Dumas, Histoire de mes bêtes/Chapitre 46

XLVI

LE MOYEN Q’AVAIT MICHEL DE GUÉRIR LES CHIENS QUI ONT L’HABITUDE DE MANGER DES POULES


Le lendemain, je fus réveillé au point du jour, par Michel, qui ne s’était pas couché.

On a beaucoup parlé de l’entrée en scène de Talma dans la tragédie d’Hamlet de Ducis. Je puis juger de son effet, je l’ai vue deux ou trois fois.

Je n’ai vu qu’une fois celle de Michel dans ma chambre ; mais cette seule entrée a effacé, dans mes souvenirs, la triple entrée de Talma.

Jamais Talma, épouvanté à la vue du spectre de son père, n’a poussé ce terrible cri de Spectre épouvantable ! d’une façon aussi terrifiante que Michel, en entrant dans ma chambre, cria ces simples mots, mais trois fois répétés :

— Ah ! monsieur ! ah ! monsieur ! ah ! monsieur !

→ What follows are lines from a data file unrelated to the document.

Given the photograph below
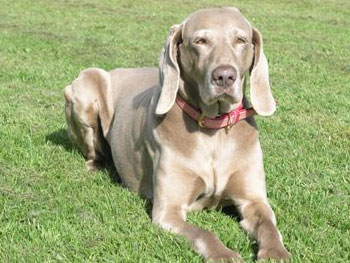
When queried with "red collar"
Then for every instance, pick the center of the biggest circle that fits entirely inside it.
(222, 121)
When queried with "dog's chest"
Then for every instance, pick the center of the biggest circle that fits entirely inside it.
(216, 173)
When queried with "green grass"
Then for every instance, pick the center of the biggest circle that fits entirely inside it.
(52, 210)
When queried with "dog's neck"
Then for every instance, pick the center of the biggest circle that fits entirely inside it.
(191, 95)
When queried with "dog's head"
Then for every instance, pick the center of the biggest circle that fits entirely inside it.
(212, 51)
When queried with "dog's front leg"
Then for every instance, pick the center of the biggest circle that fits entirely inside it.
(247, 190)
(173, 193)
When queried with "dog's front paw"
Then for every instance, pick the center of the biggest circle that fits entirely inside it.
(91, 165)
(276, 253)
(226, 257)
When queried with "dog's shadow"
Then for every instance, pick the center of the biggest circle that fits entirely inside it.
(60, 138)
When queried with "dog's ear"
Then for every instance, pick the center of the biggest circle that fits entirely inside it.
(169, 72)
(260, 91)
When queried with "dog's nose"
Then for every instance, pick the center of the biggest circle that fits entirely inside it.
(224, 76)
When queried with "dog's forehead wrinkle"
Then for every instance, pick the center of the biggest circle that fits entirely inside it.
(216, 18)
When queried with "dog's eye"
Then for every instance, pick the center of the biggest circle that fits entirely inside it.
(200, 41)
(241, 40)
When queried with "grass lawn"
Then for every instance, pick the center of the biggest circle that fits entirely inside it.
(53, 210)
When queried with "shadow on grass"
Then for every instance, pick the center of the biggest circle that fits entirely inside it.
(60, 138)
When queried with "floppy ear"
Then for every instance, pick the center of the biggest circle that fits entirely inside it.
(169, 72)
(260, 91)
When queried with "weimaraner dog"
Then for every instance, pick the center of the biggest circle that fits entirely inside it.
(182, 135)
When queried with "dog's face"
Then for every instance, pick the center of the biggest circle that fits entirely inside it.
(212, 51)
(215, 54)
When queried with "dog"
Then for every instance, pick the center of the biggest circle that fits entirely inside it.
(183, 135)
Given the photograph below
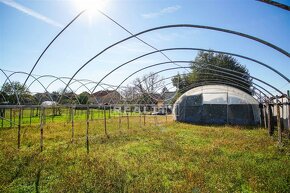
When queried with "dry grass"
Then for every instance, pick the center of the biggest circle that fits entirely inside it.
(172, 157)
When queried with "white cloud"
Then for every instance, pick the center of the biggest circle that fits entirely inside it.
(30, 12)
(163, 11)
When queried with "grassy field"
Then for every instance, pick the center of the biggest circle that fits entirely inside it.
(168, 157)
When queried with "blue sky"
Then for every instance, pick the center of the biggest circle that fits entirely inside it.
(26, 27)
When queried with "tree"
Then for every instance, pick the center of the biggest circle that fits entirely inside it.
(9, 91)
(83, 97)
(145, 90)
(214, 67)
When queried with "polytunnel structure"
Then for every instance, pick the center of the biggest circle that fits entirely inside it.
(129, 72)
(217, 104)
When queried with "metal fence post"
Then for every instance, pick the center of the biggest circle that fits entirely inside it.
(19, 128)
(278, 121)
(87, 128)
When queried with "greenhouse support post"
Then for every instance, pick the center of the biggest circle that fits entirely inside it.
(19, 128)
(72, 125)
(278, 121)
(87, 128)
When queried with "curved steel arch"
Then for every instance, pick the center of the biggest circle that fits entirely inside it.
(190, 62)
(198, 49)
(34, 79)
(183, 26)
(236, 80)
(56, 78)
(8, 78)
(224, 82)
(51, 43)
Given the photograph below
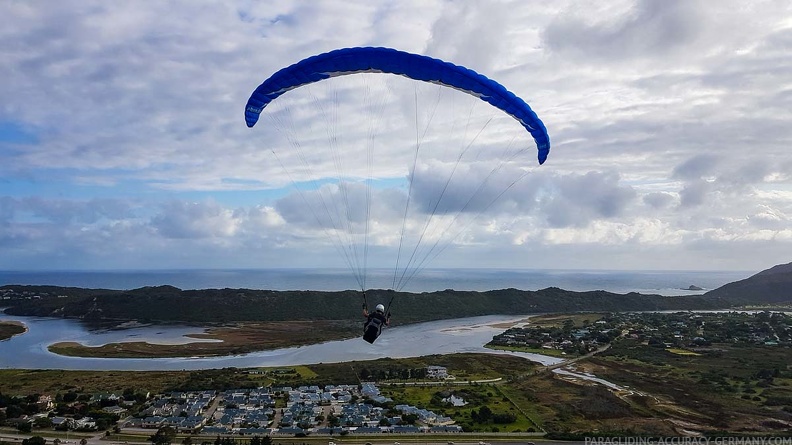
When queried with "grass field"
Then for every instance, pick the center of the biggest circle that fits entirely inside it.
(9, 329)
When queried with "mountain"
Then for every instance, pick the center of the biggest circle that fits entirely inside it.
(170, 304)
(773, 285)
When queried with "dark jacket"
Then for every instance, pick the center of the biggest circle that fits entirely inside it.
(372, 328)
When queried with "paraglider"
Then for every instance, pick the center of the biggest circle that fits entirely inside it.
(366, 60)
(386, 60)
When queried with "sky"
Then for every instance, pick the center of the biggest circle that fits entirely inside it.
(123, 143)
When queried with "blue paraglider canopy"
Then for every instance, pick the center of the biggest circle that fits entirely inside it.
(385, 60)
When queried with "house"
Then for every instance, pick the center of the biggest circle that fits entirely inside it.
(436, 372)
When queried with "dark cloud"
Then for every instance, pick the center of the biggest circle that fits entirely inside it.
(581, 199)
(658, 200)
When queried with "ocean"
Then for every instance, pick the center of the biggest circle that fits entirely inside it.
(669, 283)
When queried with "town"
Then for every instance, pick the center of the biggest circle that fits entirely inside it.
(663, 330)
(276, 411)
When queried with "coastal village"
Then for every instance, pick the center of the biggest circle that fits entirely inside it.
(271, 411)
(663, 330)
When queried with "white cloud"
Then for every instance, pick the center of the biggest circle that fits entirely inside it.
(669, 122)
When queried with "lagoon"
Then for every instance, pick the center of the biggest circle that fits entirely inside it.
(29, 350)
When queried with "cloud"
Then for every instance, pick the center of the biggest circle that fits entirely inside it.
(122, 141)
(640, 30)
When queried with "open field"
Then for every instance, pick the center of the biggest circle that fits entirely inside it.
(666, 394)
(9, 329)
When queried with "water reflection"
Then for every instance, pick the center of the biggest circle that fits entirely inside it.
(29, 350)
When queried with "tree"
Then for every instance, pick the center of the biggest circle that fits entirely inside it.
(163, 436)
(35, 440)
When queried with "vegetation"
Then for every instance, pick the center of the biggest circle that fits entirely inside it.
(167, 304)
(8, 330)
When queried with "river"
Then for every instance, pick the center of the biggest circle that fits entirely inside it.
(29, 350)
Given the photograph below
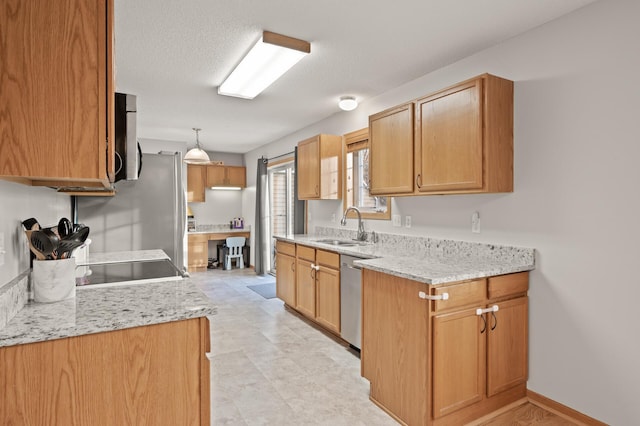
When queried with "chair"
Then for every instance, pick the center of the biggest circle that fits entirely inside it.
(234, 246)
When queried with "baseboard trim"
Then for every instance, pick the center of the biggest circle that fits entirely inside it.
(562, 410)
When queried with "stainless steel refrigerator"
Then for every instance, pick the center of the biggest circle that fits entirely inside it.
(147, 213)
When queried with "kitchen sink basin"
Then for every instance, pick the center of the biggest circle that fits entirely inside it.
(335, 242)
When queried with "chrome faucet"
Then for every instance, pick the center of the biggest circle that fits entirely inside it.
(362, 236)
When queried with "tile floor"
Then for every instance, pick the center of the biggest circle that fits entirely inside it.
(269, 367)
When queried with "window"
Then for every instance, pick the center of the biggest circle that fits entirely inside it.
(356, 191)
(281, 198)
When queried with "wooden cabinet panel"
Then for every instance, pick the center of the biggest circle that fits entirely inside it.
(449, 152)
(226, 176)
(328, 297)
(507, 360)
(305, 288)
(198, 251)
(391, 147)
(129, 376)
(458, 361)
(286, 278)
(395, 345)
(195, 182)
(320, 168)
(57, 93)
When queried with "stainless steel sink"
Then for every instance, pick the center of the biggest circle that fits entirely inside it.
(335, 242)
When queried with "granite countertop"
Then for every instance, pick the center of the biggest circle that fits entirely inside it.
(430, 261)
(96, 310)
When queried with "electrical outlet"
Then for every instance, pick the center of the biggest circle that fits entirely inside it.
(2, 248)
(475, 222)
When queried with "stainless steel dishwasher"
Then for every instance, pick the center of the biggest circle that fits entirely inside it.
(350, 301)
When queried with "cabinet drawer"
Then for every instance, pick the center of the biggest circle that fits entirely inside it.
(328, 258)
(462, 294)
(286, 248)
(307, 253)
(507, 285)
(198, 238)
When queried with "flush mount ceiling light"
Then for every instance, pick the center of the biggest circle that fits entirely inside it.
(196, 155)
(272, 56)
(347, 103)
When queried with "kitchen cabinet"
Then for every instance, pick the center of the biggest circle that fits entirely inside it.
(155, 374)
(308, 280)
(196, 176)
(198, 251)
(447, 361)
(57, 94)
(319, 170)
(457, 140)
(226, 176)
(286, 272)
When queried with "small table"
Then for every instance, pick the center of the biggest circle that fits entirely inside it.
(199, 246)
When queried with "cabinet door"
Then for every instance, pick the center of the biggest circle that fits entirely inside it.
(328, 298)
(391, 151)
(449, 139)
(286, 278)
(237, 176)
(306, 288)
(394, 349)
(309, 169)
(458, 361)
(57, 92)
(215, 176)
(507, 346)
(195, 183)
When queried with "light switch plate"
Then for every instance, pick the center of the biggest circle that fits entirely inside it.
(2, 251)
(475, 222)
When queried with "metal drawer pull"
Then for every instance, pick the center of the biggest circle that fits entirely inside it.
(423, 295)
(494, 308)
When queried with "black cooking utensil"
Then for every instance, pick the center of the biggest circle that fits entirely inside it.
(65, 228)
(44, 242)
(31, 224)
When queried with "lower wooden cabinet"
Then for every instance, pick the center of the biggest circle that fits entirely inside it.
(444, 361)
(150, 375)
(308, 280)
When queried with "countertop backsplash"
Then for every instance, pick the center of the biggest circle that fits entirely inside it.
(419, 246)
(13, 296)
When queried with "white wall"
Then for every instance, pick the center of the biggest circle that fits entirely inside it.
(575, 201)
(17, 203)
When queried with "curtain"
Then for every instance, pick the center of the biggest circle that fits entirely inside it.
(299, 216)
(261, 231)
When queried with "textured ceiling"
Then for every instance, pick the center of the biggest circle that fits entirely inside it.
(174, 54)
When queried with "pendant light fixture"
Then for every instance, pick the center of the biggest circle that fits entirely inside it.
(196, 155)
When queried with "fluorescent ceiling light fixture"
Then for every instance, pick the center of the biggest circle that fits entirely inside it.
(268, 60)
(196, 155)
(226, 188)
(347, 103)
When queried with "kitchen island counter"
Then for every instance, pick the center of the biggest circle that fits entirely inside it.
(96, 310)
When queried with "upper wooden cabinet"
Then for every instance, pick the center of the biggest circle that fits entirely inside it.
(196, 176)
(226, 176)
(56, 81)
(320, 168)
(391, 151)
(463, 141)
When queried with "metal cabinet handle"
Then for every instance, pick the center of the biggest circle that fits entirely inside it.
(423, 295)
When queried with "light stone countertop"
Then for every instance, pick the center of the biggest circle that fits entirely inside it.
(96, 310)
(429, 260)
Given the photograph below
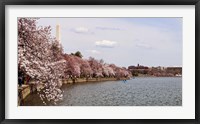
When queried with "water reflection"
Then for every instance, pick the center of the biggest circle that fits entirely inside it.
(149, 91)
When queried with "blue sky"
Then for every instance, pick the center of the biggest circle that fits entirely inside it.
(122, 41)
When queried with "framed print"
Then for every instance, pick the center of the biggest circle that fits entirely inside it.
(115, 61)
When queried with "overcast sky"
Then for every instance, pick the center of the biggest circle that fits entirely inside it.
(122, 41)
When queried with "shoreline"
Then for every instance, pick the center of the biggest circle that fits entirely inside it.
(26, 89)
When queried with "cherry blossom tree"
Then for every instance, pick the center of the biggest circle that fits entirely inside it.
(36, 58)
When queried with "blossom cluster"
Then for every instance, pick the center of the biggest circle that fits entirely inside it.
(41, 57)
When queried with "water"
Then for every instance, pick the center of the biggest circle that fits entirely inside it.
(147, 91)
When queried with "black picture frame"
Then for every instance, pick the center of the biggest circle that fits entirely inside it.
(100, 2)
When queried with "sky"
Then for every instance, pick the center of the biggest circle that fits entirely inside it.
(122, 41)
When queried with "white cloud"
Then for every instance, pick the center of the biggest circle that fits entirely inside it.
(107, 28)
(106, 43)
(93, 51)
(143, 45)
(81, 30)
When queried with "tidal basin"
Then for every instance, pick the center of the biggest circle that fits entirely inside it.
(139, 91)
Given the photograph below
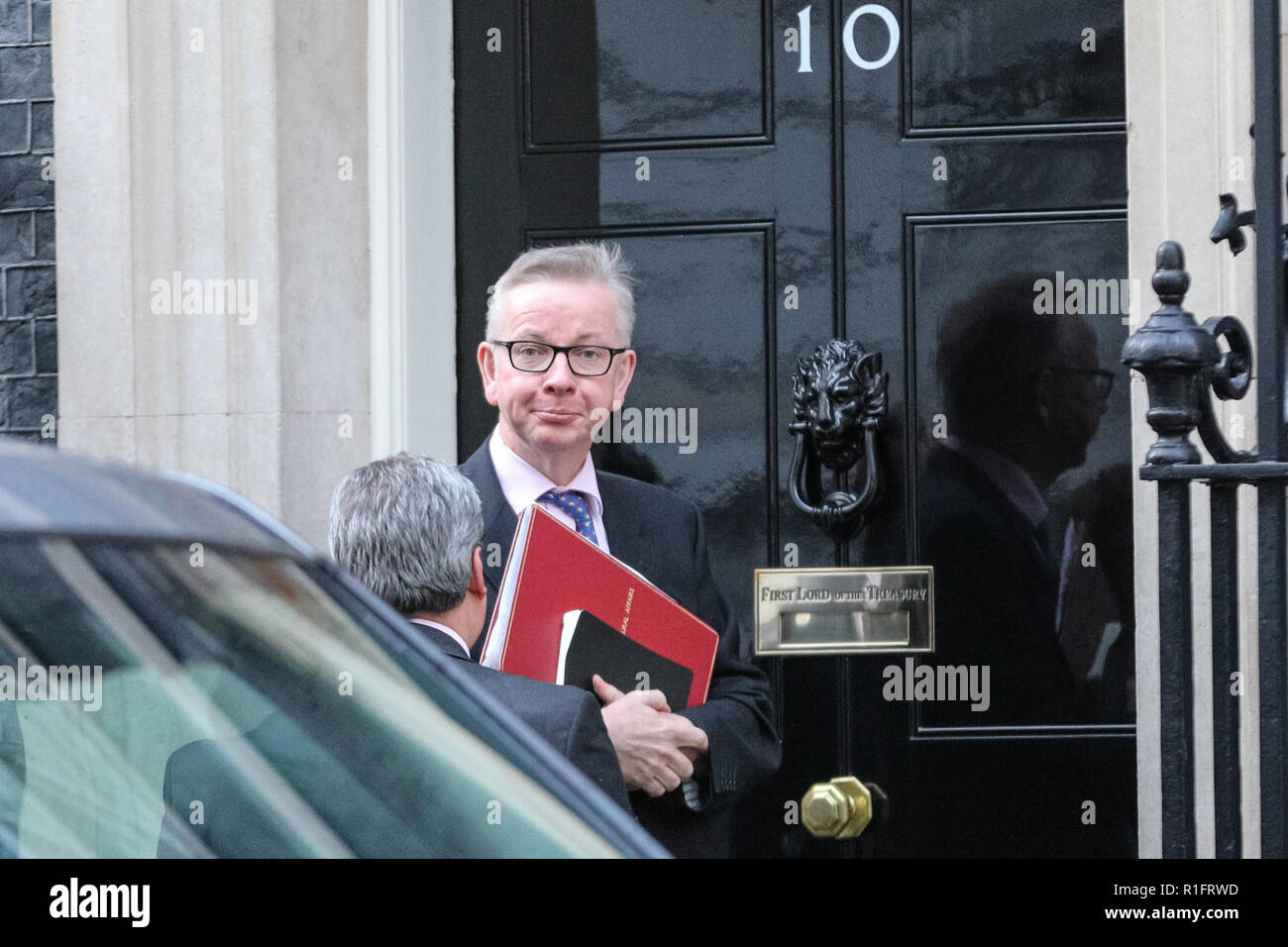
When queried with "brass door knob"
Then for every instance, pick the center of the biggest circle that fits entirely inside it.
(840, 808)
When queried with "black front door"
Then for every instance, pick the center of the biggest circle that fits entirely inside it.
(910, 175)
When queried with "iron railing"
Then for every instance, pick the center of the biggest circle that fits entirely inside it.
(1184, 365)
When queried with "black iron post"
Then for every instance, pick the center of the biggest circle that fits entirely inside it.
(1176, 357)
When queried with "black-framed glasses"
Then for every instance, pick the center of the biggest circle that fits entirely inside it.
(589, 361)
(1102, 379)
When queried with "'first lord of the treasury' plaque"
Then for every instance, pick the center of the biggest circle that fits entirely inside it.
(845, 611)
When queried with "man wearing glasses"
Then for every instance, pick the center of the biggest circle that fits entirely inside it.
(555, 363)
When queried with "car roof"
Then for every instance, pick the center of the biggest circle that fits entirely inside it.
(44, 489)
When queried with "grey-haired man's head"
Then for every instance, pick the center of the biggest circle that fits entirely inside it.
(408, 527)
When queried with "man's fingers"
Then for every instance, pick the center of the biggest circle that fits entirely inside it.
(656, 699)
(688, 733)
(604, 690)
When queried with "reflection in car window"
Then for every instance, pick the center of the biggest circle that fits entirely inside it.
(240, 711)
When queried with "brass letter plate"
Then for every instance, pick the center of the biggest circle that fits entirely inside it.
(845, 611)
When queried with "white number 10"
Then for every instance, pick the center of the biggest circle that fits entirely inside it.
(848, 37)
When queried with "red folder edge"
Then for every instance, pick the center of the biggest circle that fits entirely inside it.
(700, 682)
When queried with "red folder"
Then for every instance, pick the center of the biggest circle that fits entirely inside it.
(552, 571)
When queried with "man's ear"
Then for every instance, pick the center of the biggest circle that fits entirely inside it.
(477, 585)
(625, 371)
(487, 368)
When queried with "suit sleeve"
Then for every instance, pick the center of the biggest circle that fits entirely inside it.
(738, 714)
(592, 751)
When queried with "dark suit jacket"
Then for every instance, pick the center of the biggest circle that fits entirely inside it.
(661, 535)
(996, 592)
(567, 716)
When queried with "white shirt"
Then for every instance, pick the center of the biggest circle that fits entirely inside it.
(446, 630)
(522, 483)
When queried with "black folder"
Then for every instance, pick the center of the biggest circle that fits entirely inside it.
(590, 646)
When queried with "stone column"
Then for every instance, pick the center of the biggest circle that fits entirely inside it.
(213, 241)
(1189, 107)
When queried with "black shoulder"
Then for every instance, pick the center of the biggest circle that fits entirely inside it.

J’ouvris les yeux, et, aux premières lueurs du jour naissant, c’est-à-dire à travers la teinte cendrée de cette heure où le soleil lutte encore contre les ténèbres, je vis Michel pâle, les cheveux hérissés, les bras au ciel.

— Qu’y a-t-il encore, Michel ? lui demandai-je, moitié inquiet, moitié de mauvaise humeur d’avoir été éveillé de si grand matin.

— Ah ! monsieur, vous ne savez pas ce qu’il a fait, ce brigand de Catilina ?

— Si, Michel, il a tué Pritchard, je le sais…

— Ah oui ! monsieur, s’il n’avait fait que cela…

— Comment, s’il n’avait fait que cela ? Mais je trouve que c’est bien assez, moi !

— Si monsieur veut descendre dans le poulailler, il va voir.

— Que verrai-je ? Achevez…

— Un massacre général, quoi ! une Saint-Barthélémy !

— Nos poules, Michel ?

— Oui, monsieur, des poules qui valaient cent francs la pièce, sans compter le coq, qui n’avait pas de prix.

— Cent francs, Michel ?

— Oui, oui, monsieur, cent francs. Il y en avait même une qui n’avait pas de plumes du tout, qui n’avait que du poil, monsieur se rappelle, et du poil en soie. Celle-là valait cent cinquante francs.

— Et il les a étranglées toutes ?…

— Oui, monsieur, depuis la première jusqu’à la dernière !

— Eh bien, Michel, hier, vous disiez que, si Catilina étranglait les poules, vous aviez un moyen de le guérir de ce défaut…

— Certainement, monsieur.

— Eh bien, avez-vous fini avec Pritchard ?

— Oui, monsieur, il est enterré sous les lilas.

Et Michel essuya une larme avec sa manche.

— Pauvre Pritchard, c’est pas lui qui aurait fait une chose pareille !

— Eh bien, voyons, Michel, que décidez-vous dans une circonstance aussi terrible ?…

— Moi, Monsieur, je vous avoue que, ce matin, j’ai été sur le point de prendre le fusil de monsieur et d’en finir avec ce gueux de Catilina.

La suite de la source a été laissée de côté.